Morgan Stanley taps Coinbase and BNY for custody in proposed Bitcoin ETF
Commentary: Morgan Stanley (MS) has filed with the Securities and Exchange Commission (SEC) a prospectus outlining the structure of the proposed Morgan Stanley Bitcoin Trust.
The fund plans to use Coinbase Custody (COIN) and the Bank of New York Mellon (BNY) to safeguard its bitcoin holdings. The ETF itself will be structured as a passive vehicle designed to track the price of bitcoin by holding the cryptocurrency directly rather than using derivatives or leverage.
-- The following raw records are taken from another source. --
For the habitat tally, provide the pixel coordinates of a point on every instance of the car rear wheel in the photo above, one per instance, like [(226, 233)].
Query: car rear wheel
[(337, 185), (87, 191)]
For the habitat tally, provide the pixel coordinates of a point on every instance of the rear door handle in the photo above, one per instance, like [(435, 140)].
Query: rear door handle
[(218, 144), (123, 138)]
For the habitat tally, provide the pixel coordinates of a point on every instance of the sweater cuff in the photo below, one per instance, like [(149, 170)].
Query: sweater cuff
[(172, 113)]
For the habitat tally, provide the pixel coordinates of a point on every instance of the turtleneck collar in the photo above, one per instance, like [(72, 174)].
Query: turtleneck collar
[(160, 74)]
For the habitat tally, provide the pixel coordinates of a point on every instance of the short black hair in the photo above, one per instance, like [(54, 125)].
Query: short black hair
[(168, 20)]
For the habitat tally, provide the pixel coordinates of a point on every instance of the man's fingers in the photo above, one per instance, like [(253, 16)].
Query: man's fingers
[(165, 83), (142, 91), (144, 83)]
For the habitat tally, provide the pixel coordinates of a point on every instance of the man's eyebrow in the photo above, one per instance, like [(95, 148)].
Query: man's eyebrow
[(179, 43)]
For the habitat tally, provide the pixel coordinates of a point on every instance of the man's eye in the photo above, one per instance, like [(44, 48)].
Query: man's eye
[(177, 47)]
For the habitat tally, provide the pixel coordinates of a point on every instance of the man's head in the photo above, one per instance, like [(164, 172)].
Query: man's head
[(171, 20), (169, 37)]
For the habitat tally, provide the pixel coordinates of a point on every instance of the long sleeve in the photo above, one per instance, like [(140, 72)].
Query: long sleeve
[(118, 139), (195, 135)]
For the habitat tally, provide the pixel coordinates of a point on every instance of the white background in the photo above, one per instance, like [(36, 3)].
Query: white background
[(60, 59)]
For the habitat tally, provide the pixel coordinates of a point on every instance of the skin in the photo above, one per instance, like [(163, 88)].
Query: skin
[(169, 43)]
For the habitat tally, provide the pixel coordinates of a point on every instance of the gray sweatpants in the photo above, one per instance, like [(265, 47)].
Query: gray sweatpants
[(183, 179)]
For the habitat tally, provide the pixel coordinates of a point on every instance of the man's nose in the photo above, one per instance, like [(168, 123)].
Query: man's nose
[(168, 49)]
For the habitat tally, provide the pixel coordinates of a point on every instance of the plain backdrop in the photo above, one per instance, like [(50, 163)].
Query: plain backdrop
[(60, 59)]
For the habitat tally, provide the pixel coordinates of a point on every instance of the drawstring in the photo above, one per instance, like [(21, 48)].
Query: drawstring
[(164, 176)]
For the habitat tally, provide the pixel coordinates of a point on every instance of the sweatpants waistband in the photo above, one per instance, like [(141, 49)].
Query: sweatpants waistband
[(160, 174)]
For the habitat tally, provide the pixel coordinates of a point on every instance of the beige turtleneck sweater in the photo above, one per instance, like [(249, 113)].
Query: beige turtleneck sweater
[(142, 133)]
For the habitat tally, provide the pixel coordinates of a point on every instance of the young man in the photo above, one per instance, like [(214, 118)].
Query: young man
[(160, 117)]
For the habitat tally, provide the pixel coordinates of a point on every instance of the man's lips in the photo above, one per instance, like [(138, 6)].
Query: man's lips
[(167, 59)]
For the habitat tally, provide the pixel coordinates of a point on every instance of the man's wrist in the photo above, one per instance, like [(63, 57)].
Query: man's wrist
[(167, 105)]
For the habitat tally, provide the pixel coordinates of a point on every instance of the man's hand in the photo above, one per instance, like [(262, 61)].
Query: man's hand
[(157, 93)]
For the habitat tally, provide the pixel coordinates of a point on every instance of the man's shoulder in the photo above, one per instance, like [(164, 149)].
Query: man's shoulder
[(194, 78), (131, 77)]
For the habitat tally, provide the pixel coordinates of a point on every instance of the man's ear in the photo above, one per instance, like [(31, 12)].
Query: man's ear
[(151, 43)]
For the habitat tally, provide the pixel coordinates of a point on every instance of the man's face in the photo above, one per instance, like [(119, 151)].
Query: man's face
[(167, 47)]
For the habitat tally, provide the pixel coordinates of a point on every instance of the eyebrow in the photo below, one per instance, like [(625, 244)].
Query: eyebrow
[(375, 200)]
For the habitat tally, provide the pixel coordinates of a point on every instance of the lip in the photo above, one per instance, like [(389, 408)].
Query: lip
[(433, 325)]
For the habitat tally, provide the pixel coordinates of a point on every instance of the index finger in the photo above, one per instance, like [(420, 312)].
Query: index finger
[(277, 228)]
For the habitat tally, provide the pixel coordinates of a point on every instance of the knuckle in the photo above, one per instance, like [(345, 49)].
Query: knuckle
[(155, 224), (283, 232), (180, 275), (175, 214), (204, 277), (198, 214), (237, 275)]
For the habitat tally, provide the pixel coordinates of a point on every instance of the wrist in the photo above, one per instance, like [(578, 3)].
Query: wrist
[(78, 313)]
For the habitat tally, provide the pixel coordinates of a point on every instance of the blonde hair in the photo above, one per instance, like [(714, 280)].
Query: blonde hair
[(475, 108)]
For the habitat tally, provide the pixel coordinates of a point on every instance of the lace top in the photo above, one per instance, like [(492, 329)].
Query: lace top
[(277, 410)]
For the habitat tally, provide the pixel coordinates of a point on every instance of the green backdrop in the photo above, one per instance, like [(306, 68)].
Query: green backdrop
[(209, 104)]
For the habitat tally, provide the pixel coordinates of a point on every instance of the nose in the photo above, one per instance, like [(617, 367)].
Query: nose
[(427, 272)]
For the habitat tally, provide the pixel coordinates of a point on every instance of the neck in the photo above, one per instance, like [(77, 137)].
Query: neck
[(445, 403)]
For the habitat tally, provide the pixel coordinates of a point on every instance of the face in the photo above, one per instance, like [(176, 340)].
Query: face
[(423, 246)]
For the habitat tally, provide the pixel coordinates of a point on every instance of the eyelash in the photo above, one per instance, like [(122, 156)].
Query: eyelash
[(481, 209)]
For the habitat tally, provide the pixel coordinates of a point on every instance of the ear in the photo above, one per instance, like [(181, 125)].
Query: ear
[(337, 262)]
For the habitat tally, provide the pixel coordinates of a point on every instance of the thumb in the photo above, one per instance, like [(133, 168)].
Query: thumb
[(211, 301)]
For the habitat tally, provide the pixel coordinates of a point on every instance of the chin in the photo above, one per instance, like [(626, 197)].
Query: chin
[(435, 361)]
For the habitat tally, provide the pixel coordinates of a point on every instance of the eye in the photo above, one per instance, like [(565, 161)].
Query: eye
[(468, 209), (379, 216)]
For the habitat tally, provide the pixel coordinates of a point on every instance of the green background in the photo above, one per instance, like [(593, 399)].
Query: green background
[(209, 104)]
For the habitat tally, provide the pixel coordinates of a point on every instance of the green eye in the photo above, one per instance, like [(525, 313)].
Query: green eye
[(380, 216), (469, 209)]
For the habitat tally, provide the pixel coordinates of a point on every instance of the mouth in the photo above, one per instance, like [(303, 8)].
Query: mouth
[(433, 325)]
CFTC chief Selig to clear path for U.S. perpetual futures in coming weeks
Commentary: U.S. Commodity Futures Trading Commission Chairman Mike Selig, and his agency will soon provide guidance on how that business should be handled.
Selig’s agency is “working towards getting professional futures, true professional futures here in the U.S. within the next month or so,” One of the things the two are pursuing are “innovation exceptions” to allow for crypto experimentation without fear of regulatory crackdown.
Visa and Bridge plan stablecoin-linked card expansion to over 100 countries
Commentary: Visa and Stripe-owned stablecoin firm Bridge have expanded globally the stablecoin-linked card issuance product unveiled last year.
Bridge-enabled stablecoin-linked cards are now live in 18 countries, using crypto platforms like Phantom and MetaMask, with planned expansion to over 100 countries across Europe, Asia Pacific, Africa and the Middle East by end of year. Expanding our work with Bridge gives us one more way to bring the speed, transparency and programmability of stablecoins directly into the settlement process.
Commentary: The company shared with CoinDesk on Wednesday a press release that outlines a major expansion of Ripple Payments which turns the platform into a full-stack infrastructure layer for fiat and stablecoin money movement.
The result is that a fintech doing cross-border payouts no longer needs one provider for custody, another for foreign exchange, a third for stablecoin liquidity, and a fourth for local payout rails. Meanwhile, Ripple said the platform has now processed more than $100 billion in total volume.